Commanders and leaders

= Skirmish at Pace's Ferry =

Military engagement in the American Civil War

The Skirmish at Pace's Ferry was an engagement fought on July 5, 1864, near Pace's Ferry, Atlanta, Georgia, during the Atlanta campaign of the American Civil War. Union troops of Maj. Gen. Oliver O. Howard seized a key pontoon bridge over the Chattahoochee River, enabling Federal troops to continue their offensive to capture the important rail and supply center of Atlanta.
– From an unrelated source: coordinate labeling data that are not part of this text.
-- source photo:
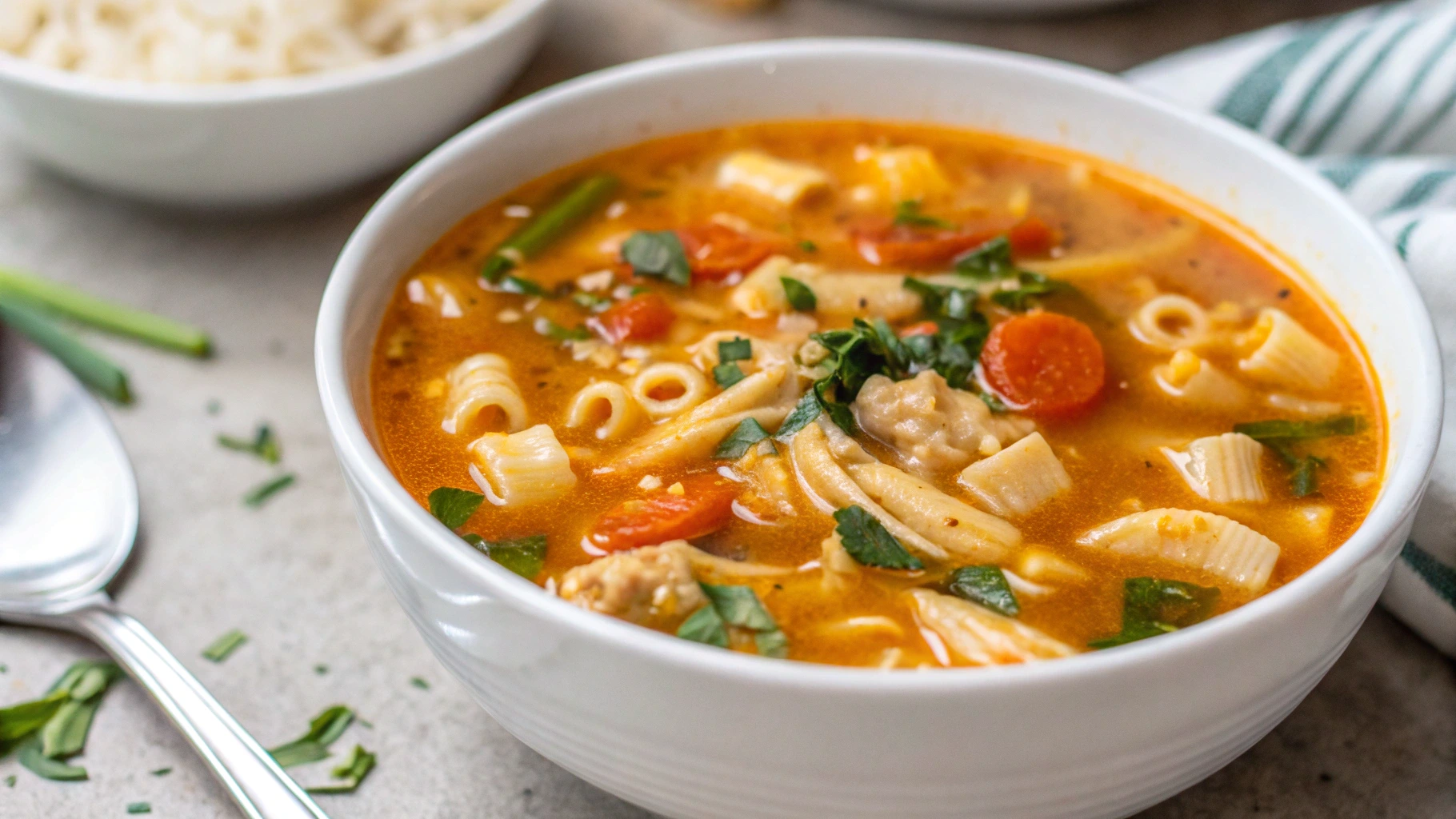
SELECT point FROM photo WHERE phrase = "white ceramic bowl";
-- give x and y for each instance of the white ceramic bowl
(266, 142)
(696, 732)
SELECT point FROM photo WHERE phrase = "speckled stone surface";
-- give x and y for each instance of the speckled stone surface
(1376, 738)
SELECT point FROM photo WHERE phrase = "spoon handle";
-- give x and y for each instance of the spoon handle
(250, 774)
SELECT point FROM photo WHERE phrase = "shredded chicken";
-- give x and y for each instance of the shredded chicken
(651, 585)
(930, 425)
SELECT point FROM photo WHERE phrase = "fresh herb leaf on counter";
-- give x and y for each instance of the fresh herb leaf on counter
(737, 442)
(523, 554)
(800, 296)
(1152, 607)
(870, 543)
(550, 225)
(222, 648)
(453, 506)
(262, 492)
(987, 586)
(657, 254)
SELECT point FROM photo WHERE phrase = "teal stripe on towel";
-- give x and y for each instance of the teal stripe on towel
(1438, 575)
(1417, 80)
(1250, 99)
(1342, 106)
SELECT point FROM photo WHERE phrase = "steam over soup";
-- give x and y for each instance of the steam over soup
(875, 394)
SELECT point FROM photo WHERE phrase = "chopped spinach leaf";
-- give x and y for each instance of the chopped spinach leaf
(1152, 607)
(737, 350)
(657, 254)
(262, 492)
(737, 442)
(222, 648)
(453, 506)
(987, 586)
(802, 415)
(523, 554)
(800, 296)
(870, 543)
(907, 214)
(728, 374)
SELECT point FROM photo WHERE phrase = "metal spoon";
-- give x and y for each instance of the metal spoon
(67, 522)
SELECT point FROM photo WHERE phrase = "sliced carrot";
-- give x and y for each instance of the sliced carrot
(1044, 362)
(703, 506)
(715, 252)
(644, 318)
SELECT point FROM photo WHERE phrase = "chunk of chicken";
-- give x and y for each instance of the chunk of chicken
(930, 425)
(982, 636)
(651, 585)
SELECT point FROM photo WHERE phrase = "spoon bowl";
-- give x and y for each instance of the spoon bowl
(67, 522)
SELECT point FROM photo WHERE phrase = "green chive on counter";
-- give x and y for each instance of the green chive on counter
(550, 225)
(94, 370)
(113, 318)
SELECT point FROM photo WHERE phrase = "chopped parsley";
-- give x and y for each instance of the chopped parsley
(1152, 607)
(657, 254)
(870, 543)
(987, 586)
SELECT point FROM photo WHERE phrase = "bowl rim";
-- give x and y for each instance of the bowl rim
(500, 22)
(1402, 483)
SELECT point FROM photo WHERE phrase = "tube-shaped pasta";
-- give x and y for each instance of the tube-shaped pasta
(962, 529)
(1223, 469)
(623, 412)
(825, 481)
(836, 294)
(756, 172)
(1285, 353)
(669, 374)
(1018, 479)
(523, 467)
(1111, 262)
(1170, 322)
(1198, 540)
(766, 396)
(980, 636)
(478, 385)
(1197, 383)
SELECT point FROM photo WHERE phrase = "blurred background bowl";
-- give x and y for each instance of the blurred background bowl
(266, 142)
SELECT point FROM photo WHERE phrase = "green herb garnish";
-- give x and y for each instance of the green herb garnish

Union Maj. Gen. William T. Sherman's army had steadily advanced towards Atlanta in the spring and summer of 1864, fighting a series of battles against the Confederate Army of Joseph E. Johnston. Sherman continually flanked the Confederate positions and slipped ever closer to his goal. Howard's IV Corps pursued the retreating Confederates along the Western & Atlantic Railroad, with General Thomas J. Wood's division in the lead. They encountered very little resistance until the head of column reached Vining's Station. From that point, a road led to the east toward Atlanta, crossing the Chattahoochee River at Pace's Ferry, where the Confederates had constructed a pontoon bridge over the deep and swift flowing river. Wood's skirmishers encountered a brigade of dismounted cavalry, which had its front covered by rail barricades along a ridge at right angles to the road, a quarter mile from the railroad station. Wood quickly drove the Confederates from these barricades and pushed on to the river. Despite Confederate efforts to destroy the bridge to prevent it from falling into enemy hands, Wood's men arrived in time to save the greater part of the bridge. Confederate attempts to burn the structure had failed, and mooring ropes had been cut on the Confederate side so that the pontoon bridge drifted in the river.
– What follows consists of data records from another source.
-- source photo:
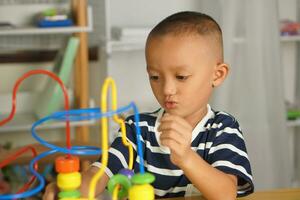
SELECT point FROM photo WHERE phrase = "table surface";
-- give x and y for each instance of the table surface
(280, 194)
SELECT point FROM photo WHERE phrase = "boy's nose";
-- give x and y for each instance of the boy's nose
(169, 88)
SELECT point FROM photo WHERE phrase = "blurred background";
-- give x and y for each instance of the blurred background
(261, 40)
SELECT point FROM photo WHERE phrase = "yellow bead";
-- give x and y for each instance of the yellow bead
(138, 192)
(68, 181)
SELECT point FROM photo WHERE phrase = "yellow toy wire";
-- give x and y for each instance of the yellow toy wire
(104, 129)
(115, 192)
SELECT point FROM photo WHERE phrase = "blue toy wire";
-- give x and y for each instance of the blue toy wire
(75, 115)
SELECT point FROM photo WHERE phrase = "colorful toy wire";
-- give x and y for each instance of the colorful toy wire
(74, 115)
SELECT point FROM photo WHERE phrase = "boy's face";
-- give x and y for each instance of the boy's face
(181, 73)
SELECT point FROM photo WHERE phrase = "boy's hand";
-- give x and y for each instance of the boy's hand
(176, 133)
(50, 192)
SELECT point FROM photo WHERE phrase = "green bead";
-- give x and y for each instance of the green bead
(123, 181)
(145, 178)
(69, 194)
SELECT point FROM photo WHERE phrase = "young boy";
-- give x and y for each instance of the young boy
(187, 146)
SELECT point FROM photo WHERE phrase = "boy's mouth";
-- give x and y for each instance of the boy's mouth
(170, 104)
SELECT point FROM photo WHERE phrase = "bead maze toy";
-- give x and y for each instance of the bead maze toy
(125, 184)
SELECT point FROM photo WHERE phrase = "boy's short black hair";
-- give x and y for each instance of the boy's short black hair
(189, 22)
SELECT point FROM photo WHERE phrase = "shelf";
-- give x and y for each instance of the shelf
(289, 38)
(116, 45)
(293, 123)
(27, 157)
(53, 30)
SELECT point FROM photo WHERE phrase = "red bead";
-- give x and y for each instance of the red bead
(67, 164)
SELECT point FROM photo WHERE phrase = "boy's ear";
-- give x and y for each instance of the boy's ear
(220, 73)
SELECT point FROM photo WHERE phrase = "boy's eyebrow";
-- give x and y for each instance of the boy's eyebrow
(177, 67)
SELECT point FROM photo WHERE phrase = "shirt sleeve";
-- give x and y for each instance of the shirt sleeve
(118, 154)
(228, 153)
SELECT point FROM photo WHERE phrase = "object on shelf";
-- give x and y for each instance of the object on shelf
(50, 100)
(54, 18)
(6, 25)
(130, 33)
(288, 27)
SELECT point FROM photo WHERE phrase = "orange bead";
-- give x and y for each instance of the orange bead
(67, 164)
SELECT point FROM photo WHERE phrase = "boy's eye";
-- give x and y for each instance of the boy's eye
(179, 77)
(154, 78)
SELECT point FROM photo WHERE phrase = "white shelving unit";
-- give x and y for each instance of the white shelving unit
(289, 9)
(53, 30)
(24, 117)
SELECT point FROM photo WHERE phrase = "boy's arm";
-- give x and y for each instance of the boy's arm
(52, 190)
(176, 133)
(213, 183)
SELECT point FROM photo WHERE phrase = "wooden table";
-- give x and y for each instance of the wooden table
(280, 194)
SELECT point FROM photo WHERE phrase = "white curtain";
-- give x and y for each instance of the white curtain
(253, 92)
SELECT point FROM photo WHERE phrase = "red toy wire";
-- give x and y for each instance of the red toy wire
(66, 99)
Not seeing a suitable opportunity to attack the strong Confederate positions across the Chattahoochee, Howard ordered his corps into camp on high ground facing the river and awaited the arrival of Federal pontoons. July 10, Stanley's and Wood's divisions moved to near the mouth of Sope Creek, in support of General John Schofield, who had crossed the river at that point (north of Pace's Ferry) and outflanked the Confederates. On July 11, at 5 p.m. Gen. Howard received "orders to secure the heights opposite Powers' Ferry, on the south side of the Chattahoochee, to protect the laying of a bridge at that point. Stanley's division fulfilled these instructions the next morning at daylight, passing the river at Schofield's bridge."